Function Parameters:

class FunctionParameters(BaseModel):
    type: str  # Must be "object"
    properties: Dict[str, Any]
    required: Optional[List[str]]

Function Tool:

class FunctionTool(BaseModel):
    name: str
    description: str
    parameters: Union[Dict[str, Any], FunctionParameters]

Tool:

class Tool(BaseModel):
    type: Optional[str] = None  # Currently only "function"
    function: Optional[FunctionTool] = None

Function Call:

class FunctionCall(BaseModel):
    """
    Model class for assistant prompt message tool call function.
    """

    call_id: Optional[str] = None
    """The ID of the tool call."""

    name: Optional[str] = None
    """The name of the function to call."""

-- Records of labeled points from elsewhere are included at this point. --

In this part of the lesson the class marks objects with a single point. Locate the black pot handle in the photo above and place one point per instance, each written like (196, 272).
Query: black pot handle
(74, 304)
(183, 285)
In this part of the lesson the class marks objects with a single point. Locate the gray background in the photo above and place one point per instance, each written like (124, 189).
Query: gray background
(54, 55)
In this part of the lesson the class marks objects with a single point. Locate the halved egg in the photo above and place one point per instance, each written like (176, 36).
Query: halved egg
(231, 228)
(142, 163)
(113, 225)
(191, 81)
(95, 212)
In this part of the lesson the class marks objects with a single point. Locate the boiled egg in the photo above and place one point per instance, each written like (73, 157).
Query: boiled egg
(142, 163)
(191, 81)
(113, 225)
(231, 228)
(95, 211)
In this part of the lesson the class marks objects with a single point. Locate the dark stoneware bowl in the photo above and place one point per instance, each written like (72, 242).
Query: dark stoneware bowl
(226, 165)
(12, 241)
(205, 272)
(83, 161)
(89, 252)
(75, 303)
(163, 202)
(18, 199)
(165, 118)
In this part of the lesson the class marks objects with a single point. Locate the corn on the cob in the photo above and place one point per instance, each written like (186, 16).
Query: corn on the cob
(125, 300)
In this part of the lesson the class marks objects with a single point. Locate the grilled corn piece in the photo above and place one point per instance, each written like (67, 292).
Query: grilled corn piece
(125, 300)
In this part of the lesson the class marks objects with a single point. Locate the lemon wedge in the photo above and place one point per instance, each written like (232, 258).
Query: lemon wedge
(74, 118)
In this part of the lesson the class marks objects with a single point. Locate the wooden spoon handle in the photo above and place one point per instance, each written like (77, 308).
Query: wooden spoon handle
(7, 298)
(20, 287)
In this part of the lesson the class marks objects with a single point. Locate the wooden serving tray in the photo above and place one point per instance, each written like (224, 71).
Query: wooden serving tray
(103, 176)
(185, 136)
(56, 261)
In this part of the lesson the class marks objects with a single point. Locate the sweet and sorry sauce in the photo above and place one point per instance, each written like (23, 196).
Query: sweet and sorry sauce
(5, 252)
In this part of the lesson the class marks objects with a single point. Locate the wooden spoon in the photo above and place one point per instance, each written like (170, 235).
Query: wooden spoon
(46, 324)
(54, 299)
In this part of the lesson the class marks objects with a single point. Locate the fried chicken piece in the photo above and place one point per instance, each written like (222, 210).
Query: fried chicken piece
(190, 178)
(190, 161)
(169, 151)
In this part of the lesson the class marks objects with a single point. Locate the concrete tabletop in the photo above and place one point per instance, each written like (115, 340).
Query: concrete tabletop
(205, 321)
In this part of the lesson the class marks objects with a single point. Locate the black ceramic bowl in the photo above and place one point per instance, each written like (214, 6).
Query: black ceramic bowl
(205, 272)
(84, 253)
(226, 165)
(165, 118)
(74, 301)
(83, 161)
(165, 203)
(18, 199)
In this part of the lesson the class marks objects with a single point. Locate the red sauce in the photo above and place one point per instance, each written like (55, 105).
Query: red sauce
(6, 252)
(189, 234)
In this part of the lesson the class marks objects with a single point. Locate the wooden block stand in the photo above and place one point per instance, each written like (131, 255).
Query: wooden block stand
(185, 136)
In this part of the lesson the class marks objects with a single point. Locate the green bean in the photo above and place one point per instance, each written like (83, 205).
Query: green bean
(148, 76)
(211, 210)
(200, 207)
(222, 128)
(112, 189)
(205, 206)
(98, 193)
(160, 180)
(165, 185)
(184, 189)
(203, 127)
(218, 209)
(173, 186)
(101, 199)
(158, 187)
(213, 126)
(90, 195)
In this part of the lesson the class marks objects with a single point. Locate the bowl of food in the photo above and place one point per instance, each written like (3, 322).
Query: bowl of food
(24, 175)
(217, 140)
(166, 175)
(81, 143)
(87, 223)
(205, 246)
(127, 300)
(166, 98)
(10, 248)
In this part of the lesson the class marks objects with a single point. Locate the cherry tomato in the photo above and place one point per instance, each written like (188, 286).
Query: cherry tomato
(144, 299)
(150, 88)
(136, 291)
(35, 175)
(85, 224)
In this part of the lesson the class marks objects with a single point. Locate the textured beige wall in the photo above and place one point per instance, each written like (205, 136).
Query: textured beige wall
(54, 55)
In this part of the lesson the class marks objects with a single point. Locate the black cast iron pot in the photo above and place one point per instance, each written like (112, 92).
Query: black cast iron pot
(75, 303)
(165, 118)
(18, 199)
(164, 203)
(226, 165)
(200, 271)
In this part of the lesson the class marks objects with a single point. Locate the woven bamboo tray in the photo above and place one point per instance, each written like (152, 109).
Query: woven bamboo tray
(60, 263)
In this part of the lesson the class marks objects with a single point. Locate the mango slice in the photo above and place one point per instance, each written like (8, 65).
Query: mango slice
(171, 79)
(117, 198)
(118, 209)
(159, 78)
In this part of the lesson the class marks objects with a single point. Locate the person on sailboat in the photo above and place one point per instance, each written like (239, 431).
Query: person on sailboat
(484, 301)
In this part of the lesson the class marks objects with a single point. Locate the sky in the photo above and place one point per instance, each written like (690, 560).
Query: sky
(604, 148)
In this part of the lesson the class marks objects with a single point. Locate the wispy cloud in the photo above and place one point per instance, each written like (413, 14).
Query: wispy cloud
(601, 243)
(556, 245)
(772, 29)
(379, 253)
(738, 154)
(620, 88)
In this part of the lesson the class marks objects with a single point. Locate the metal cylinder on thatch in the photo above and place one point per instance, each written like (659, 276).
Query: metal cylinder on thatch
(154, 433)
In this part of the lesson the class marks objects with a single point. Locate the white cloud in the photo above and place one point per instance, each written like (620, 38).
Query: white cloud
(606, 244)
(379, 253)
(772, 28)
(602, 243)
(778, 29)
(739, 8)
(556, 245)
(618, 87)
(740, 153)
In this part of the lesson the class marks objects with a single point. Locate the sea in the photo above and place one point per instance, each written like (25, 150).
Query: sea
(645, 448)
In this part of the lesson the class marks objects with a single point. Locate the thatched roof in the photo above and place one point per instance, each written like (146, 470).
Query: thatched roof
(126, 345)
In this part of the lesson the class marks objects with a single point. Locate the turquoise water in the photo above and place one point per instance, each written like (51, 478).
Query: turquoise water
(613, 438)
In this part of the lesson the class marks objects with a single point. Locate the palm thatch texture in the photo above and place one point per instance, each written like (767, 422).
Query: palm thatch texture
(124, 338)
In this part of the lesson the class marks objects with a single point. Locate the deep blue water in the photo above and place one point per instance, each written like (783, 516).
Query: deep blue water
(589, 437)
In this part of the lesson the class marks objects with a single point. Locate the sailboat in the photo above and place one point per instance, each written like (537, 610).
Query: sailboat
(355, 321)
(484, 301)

    arguments: Optional[str] = None
    """The arguments to call the function with, as generated by the model in
    JSON format.

    Note that the model does not always generate valid JSON, and may
    hallucinate  parameters not defined by your function schema. Validate
    the arguments in your code before calling your function.
    """

Function Call Output:

class FunctionCallOutput(BaseModel):
    """
    Model class for assistant prompt message tool call function.
    """

    call_id: str
    """The ID of the tool call."""

    output: str
    """The result of the function."""

3. Content Models

Base Content Model:

class Content(Event):
    type: str
    """The type of the content part."""

    object: str = "content"
    """The identity of the content part."""

    index: Optional[int] = None
    """the content index in message's content list"""

    delta: Optional[bool] = False
    """Whether this content is a delta."""

    msg_id: str = None
    """message unique id"""

Specialized Content Types:

class ImageContent(Content):
    type: str = ContentType.IMAGE
    """The type of the content part."""

    image_url: Optional[str] = None
    """The image URL details."""


class TextContent(Content):
    type: str = ContentType.TEXT
    """The type of the content part."""

    text: Optional[str] = None
    """The text content."""


class DataContent(Content):
    type: str = ContentType.DATA
    """The type of the content part."""

    data: Optional[Dict] = None
    """The data content."""

4. Message Model

class Message(Event):
    id: str = Field(default_factory=lambda: "msg_" + str(uuid4()))
    """message unique id"""

    object: str = "message"
    """message identity"""

    type: str = "message"
    """The type of the message."""

    status: str = RunStatus.Created
    """The status of the message. in_progress, completed, or incomplete"""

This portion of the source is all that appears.